Bescheid verändert künftige Leistungsvereinbarungsverhandlungen
Der Bescheid der Schlichtungskommission wird die Verhandlungen über die kommenden Leistungsvereinbarungen
wesentlich beeinflussen - und zwar für alle Universitäten. Diese müssen darauf bedacht sein, nicht
mehr Leistungen zu versprechen als sie mit den ihnen zur Verfügung stehenden Mittel auch erfüllen können.

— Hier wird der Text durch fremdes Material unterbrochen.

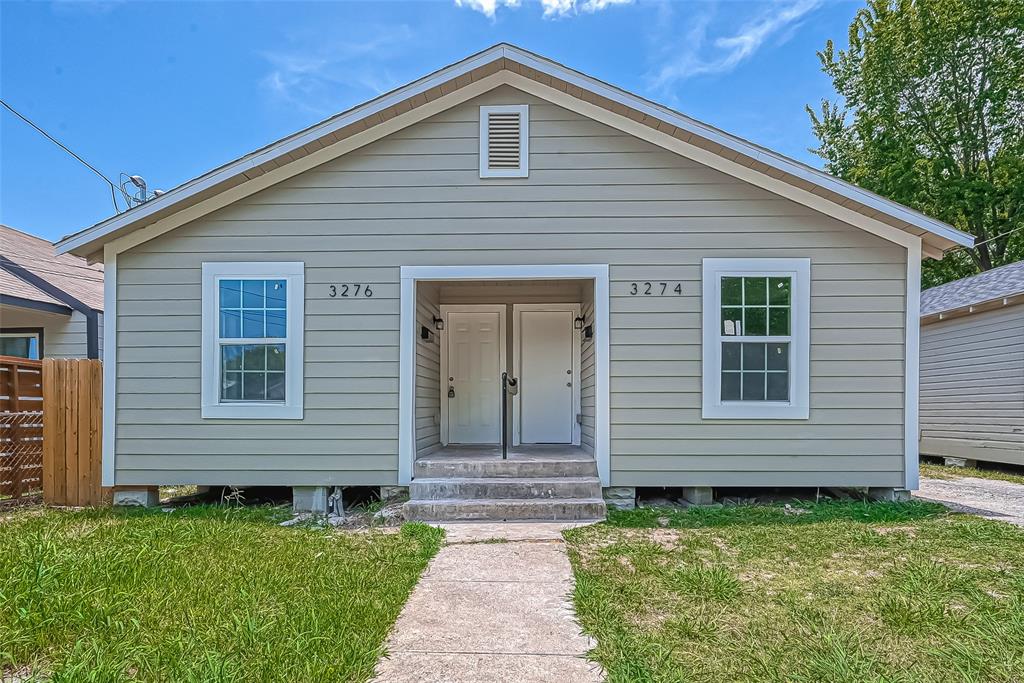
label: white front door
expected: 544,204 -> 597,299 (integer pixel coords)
518,310 -> 577,443
442,310 -> 505,443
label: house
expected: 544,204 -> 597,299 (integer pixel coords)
58,44 -> 972,519
921,261 -> 1024,466
0,225 -> 103,358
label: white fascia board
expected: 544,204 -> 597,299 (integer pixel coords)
401,264 -> 608,280
56,44 -> 974,254
506,46 -> 974,247
55,45 -> 505,254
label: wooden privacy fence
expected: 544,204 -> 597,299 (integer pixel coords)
43,358 -> 103,505
0,355 -> 43,500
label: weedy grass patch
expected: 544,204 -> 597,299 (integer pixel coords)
565,502 -> 1024,683
0,506 -> 442,683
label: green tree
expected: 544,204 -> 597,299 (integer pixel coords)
807,0 -> 1024,287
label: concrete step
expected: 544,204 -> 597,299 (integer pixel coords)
409,477 -> 601,501
413,456 -> 597,479
402,498 -> 606,522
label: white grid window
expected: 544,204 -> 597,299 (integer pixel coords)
203,263 -> 303,419
702,259 -> 810,419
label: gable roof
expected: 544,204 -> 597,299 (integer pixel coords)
921,261 -> 1024,317
0,225 -> 103,313
57,43 -> 974,258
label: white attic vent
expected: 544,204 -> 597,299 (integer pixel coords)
480,104 -> 529,178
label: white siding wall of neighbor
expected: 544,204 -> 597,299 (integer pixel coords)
0,306 -> 96,358
921,305 -> 1024,465
116,87 -> 906,486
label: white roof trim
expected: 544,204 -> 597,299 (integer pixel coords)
56,43 -> 974,254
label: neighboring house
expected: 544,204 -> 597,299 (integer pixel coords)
921,261 -> 1024,465
0,225 -> 103,358
58,45 -> 973,518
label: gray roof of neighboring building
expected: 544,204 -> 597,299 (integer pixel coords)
921,261 -> 1024,315
0,224 -> 103,310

Die Schlichtungskommission sieht die Zahl der Studierenden dabei als entscheidende Größe an. Sie hält
ausdrücklich fest, dass eine optimale Betreuung der Studierenden nur erreicht werden kann, wenn der Gesetzgeber
mehr Geld für die jeweilige Universität, vor allem in den Massenfächern, zur Verfügung stellt
und sieht darin eine verfassungsrechtliche Aufgabe des Gesetzgebers. Die Kommission weist in ihrem Bescheid außerdem
darauf hin, dass der Charakter von öffentlichen Universitäten als "Forschungsuniversität"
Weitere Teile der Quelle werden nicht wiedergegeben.